A large-scale, international study concludes development of celiac disease and type 1 diabetes is not associated with drugs used to treat common childhood infections
By Amy Ratner
Beyond Celiac Medical and Science News Analyst
Antibiotics commonly prescribed for children do not increase the chance of celiac disease or type 1 diabetes developing in kids who are already at risk for either of the conditions, according to a new study.
Researchers found that antibiotics, including penicillin, amoxicillin and cephalosporin, prescribed during a child’s first four years were not associated with the development of autoimmunity for celiac disease or type 1 diabetes.
A lack of evidence regarding the consequences of using antibiotics early in a child’s life in relationship to celiac disease and type 1 diabetes prompted the study.

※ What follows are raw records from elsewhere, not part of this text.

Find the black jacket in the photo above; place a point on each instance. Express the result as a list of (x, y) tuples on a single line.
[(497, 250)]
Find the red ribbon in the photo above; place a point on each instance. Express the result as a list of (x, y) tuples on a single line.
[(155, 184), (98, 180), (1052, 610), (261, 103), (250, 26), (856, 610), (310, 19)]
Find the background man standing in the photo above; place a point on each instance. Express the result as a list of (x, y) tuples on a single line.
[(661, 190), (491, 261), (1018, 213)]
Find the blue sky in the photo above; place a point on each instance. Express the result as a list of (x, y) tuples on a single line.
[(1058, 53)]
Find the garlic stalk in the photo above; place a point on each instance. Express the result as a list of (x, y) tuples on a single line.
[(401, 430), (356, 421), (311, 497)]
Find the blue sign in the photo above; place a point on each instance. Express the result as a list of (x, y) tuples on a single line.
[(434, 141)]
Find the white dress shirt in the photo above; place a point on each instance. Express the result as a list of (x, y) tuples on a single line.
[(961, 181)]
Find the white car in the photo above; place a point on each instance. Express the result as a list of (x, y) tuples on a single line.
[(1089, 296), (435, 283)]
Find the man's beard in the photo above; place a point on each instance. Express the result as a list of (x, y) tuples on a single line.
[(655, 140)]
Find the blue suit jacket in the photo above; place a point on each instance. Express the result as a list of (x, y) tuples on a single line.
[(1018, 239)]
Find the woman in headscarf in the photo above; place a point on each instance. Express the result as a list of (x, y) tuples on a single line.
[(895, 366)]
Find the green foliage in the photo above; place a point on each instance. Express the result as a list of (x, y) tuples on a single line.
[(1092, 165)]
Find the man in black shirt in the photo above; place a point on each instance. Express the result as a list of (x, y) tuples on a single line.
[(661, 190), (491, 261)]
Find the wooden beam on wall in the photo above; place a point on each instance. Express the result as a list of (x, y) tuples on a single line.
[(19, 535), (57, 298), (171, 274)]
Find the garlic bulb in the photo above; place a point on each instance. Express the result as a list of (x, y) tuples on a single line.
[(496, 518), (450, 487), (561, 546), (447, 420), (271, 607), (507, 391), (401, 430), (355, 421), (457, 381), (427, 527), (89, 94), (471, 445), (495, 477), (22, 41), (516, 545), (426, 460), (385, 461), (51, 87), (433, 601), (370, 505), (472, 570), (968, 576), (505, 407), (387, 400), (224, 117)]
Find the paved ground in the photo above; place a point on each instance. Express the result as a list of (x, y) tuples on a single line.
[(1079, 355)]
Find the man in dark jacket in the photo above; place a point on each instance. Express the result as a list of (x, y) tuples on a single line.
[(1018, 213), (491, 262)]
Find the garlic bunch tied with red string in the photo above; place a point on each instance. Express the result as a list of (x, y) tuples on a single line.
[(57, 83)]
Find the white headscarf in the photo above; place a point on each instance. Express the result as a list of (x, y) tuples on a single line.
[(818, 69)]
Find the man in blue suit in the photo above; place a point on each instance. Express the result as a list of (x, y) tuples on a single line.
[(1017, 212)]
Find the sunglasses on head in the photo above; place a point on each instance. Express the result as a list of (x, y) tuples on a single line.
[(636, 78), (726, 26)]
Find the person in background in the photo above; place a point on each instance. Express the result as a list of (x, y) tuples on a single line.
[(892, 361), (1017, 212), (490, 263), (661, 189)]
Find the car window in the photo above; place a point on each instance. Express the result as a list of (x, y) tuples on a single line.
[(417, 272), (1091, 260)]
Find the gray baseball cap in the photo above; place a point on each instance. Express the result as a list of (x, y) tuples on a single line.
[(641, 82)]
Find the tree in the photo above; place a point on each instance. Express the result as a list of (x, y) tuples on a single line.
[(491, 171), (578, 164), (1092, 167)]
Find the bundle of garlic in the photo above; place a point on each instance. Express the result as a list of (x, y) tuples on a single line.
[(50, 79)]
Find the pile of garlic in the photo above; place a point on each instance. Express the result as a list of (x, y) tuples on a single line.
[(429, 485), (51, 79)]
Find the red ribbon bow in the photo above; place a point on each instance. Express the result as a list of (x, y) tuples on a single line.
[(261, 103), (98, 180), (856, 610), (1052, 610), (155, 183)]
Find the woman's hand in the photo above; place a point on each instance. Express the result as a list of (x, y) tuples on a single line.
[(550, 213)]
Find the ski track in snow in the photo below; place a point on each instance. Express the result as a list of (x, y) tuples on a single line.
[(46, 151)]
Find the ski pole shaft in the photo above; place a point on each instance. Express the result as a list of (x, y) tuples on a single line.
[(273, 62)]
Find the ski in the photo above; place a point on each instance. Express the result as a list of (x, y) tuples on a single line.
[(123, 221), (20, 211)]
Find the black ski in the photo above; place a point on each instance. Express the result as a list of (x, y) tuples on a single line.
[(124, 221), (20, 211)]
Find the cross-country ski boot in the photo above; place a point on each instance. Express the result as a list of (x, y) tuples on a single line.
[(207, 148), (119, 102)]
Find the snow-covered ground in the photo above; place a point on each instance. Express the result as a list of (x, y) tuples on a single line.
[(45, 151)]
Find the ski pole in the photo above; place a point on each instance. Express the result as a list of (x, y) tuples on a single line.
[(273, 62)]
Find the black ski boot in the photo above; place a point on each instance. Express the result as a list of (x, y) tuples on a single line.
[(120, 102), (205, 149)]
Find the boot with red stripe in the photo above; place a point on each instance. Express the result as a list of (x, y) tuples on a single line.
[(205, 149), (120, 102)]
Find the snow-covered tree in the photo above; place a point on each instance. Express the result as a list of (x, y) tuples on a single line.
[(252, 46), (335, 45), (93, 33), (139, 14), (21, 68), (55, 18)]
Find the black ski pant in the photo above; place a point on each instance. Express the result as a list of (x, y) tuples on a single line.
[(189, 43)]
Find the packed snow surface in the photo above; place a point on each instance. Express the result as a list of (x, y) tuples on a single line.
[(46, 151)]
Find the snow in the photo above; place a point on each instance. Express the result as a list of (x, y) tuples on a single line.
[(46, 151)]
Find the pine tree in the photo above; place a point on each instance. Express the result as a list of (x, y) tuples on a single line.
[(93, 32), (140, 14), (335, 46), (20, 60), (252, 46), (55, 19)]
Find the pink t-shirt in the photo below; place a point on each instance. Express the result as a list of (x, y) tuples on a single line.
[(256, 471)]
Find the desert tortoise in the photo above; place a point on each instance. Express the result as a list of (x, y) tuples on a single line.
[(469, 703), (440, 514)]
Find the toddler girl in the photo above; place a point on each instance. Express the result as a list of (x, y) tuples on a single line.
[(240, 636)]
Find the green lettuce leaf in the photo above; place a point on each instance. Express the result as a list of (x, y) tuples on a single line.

The increased use of antibiotics worldwide has been proposed as a cause for an increase in autoimmune diseases in industrialized countries, the study authors wrote.
Results of the study, published in the journal, JAMA Pediatrics , suggest that the antibiotics evaluated should be used as clinically needed, and that physicians’ recommendations for use of these drugs should not influenced by any potential for related disease development.
Eric W. Triplett, Ph.D., a study author and professor and chairman of the department of microbiology and cell science at the University of Florida, said scientists wanted to get to the “heart of the matter” because parents want to know if their children are going to be put at risk when an antibiotic is prescribed. In an interview published by the university, he said the message to parents is clear.
“Don’t worry about the standard antibiotics for children under age 4. If you’re concerned and there is a history of Type 1 diabetes or celiac disease in your family, antibiotics are not going to contribute to the risk of developing the disease,” he said.
Study participants from the United States, Finland, Sweden and Germany included about 6,600 children enrolled in The Environmental Determinants of Diabetes in the Young, known as the TEDDY study, who were tested for tissue transglutaminase autoantibodies associated with celiac disease. Nearly 8,500 children enrolled in TEDDY were tested for islet antibodies associated with type 1 diabetes.
TEDDY study– An investigation by researchers from around world to find the cause of type 1 diabetes, which effects children who must take shots and monitor their blood sugar several times a day to stay alive and healthy. Scientists are conducting studies to identify environmental factors that trigger the development of the disease in genetically susceptible individuals. It’s funded by the National Institutes of Health’s National Institute of Diabetes and Digestive and Kidney Diseases and enrolled children are being followed until they are 15 years old.
Parents reported which antibiotics their children had taken and how often. Amoxicillin was prescribed most often, while ear infections were most often the reason for an antibiotic prescription.
Neither exposure to or frequency of use of any of the antibiotics influenced the risk of either type 1 diabetes or celiac disease developing.
Study authors noted that lack of an association between antibiotics and autoimmunity does not mean there is no connection between viral infections or bacteria in the intestine that is resistant to common antibiotics.
Previous studies of antibiotics and both type 1 diabetes and celiac disease have had conflicting results. A 2013 study of antibiotic exposure and celiac disease found a positive association, concluding that antibiotics, possibly through changes in the gut microbiota, could play a role in early celiac disease development. But the study also noted that a possible explanation was that antibiotics were often prescribed to patients who had symptoms of undiagnosed celiac disease. In that study, which included children and adults, penicillin was the most commonly prescribed antibiotic.